Inductively coupled plasma mass spectrometry (ICP–MS) is a powerful technique for trace multielement and isotopic analysis. It has been applied to a wide range of samples. However, it still has some limitations. The Ca and P contents of foodstuffs tend to be high. However, the determination of Ca and P by ICP–MS suffers from high background problems. Specifically, 40Ca+ (96.97%) is interfered by 40Ar+, 44Ca+ (2.06%) is interfered by 12C16O2 + and 14N2 16O+, 42Ca+ (0.64%) is interfered by 40ArH2 +, and 31P+ (100%) is interfered by 14N16OH+ and 15N16O+. The analysis of phosphorus and calcium in foodstuffs will suffer from extra 14N16OH+ and 12C16O2 + polyatomic ion interference caused by major constituents of foodstuffs. The determination of Ca and P in foodstuffs by ICP–MS is not an easy task. The cool or cold plasma technique has been successfully used to alleviate the interference caused by Ar+ in ICP–MS analysis [6, 7]. The cool plasma technique cannot, however, be used for the removal of 14N16OH+ polyatomic ion interference in the determination of P. High-resolution ICP–MS has been successfully applied to the determination of trace elements in milk samples [5]. The reaction cell and/or collision cell technique have proved to be effective methods for alleviating spectroscopic interferences in ICP–MS analysis [8, 9, 10, 11, 12, 13, 14, 15, 16, 17, 18]. Vollkopf et al. demonstrated that NH3 could be used as the reaction gas to alleviate carbon- and chloride-based spectral interference [9] and most argide interferences [17] in dynamic reaction cell (DRC) ICP–MS analysis. Chen et al. employed CH4 as the reaction gas for the determination of Ca, Fe, and Zn in milk powder by DRC ICP–MS [14].
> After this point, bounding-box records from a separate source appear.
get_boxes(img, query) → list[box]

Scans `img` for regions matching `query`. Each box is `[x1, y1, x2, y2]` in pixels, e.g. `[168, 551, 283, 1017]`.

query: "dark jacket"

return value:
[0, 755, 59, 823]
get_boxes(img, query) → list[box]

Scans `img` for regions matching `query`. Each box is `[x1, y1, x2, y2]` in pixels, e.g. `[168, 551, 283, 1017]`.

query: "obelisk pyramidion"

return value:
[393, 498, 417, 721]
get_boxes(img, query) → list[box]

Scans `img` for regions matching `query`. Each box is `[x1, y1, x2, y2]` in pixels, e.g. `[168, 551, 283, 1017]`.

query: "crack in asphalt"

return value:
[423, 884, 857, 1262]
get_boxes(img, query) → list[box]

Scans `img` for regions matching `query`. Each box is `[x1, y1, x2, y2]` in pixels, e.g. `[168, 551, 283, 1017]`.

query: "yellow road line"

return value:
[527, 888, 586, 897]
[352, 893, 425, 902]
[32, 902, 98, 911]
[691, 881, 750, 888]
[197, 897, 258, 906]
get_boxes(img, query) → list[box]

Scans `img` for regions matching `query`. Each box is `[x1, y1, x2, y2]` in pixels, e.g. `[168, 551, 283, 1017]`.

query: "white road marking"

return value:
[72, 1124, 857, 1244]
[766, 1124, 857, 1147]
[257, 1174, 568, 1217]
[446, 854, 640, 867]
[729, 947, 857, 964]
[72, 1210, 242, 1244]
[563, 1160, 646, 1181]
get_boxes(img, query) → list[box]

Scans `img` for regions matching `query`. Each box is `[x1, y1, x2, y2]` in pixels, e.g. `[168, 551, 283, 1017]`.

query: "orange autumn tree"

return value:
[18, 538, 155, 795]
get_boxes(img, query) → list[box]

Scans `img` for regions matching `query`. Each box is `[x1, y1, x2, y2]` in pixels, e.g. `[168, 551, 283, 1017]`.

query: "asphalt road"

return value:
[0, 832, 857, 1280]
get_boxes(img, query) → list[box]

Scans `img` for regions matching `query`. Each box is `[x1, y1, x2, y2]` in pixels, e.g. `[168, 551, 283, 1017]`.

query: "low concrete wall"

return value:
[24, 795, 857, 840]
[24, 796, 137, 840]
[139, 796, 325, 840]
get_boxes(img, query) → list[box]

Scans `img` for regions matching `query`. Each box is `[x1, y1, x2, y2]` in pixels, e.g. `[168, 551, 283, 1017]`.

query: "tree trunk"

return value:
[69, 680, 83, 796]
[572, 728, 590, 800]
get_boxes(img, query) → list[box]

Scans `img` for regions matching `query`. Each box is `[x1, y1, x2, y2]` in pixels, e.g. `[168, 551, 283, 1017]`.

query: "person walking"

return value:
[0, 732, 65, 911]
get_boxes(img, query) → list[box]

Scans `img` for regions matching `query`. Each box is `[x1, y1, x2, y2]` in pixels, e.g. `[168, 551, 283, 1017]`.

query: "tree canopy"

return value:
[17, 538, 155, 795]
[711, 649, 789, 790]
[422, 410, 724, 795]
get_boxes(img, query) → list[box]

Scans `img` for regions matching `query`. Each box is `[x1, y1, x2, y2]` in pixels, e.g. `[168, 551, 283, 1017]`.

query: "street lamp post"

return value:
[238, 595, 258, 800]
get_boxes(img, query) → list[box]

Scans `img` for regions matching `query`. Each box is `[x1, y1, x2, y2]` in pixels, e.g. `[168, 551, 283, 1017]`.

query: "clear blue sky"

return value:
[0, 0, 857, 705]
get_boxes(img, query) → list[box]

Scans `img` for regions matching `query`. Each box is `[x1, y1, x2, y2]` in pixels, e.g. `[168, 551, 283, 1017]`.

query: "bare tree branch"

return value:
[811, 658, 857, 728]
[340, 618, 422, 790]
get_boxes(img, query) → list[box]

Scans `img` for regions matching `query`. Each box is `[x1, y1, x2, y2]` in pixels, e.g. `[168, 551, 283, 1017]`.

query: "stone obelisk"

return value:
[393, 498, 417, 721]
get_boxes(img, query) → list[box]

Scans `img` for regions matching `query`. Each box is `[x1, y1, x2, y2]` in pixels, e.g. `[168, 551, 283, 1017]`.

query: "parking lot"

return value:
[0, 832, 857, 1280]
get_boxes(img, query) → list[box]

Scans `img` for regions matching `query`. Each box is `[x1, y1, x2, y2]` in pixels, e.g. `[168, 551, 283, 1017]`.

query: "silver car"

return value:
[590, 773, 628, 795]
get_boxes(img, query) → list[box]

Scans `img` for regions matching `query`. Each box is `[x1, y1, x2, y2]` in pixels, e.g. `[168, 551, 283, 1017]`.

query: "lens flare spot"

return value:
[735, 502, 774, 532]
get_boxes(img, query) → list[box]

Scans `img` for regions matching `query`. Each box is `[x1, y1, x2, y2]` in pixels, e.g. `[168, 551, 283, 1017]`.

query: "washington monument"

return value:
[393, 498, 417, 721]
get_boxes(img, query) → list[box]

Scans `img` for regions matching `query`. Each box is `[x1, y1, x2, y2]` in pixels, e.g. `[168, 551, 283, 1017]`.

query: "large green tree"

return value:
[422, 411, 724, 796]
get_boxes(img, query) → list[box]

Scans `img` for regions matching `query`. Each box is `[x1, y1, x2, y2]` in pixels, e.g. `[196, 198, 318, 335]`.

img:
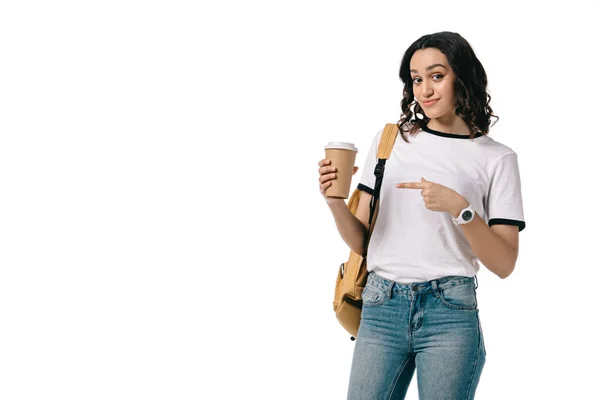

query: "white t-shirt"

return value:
[358, 123, 525, 283]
In the present work a DRC ICP–MS instrument and technique were employed for the determination of Ca and P in foodstuffs. In this study two different reaction gases were introduced into the DRC cell through different channels, successively, for determination of Ca and P in the same analytical run. The optimization of the DRC ICP–MS technique, its analytical figures of merit, and its application to the determination of Ca and P in selected foodstuffs are described in this paper.
Experimental
Instrumentation
An Elan 6100 DRC ICP–MS instrument (Perkin–Elmer Sciex, Concord, ON, Canada) was used. Samples were introduced with a concentric nebulizer with cyclonic spray chamber. ICP and DRC conditions were selected that maximized the ion signals of the elements studied while reducing the background to a minimum. Phosphorus standard solution was prepared from H2NaPO4.H2O (Sigma, St Louis, MO, USA). A mixture of 50 ng mL−1 Ca (AccuStandard, CT, USA) and 100 ng mL−1 P in 1% v/v HNO3 (Tracepur, Merck, Germany) and 1% v/v HNO3 (to be treated as the blank) were introduced into the nebulization system, successively, for optimization of Ca and P analysis. The aerosol generated was then transported to the ICP–MS for Ca and P determination. The DRC conditions were then selected to afford the best conditions for each element. Various gases used, including NH3, CH4, O2, and H2 were from Air Liquide, Taiwan (99.999% purity). The operating conditions of the DRC and ICP–MS used for this work are summarized in Table 1. Data acquisition parameters used for this study are also listed in Table 1.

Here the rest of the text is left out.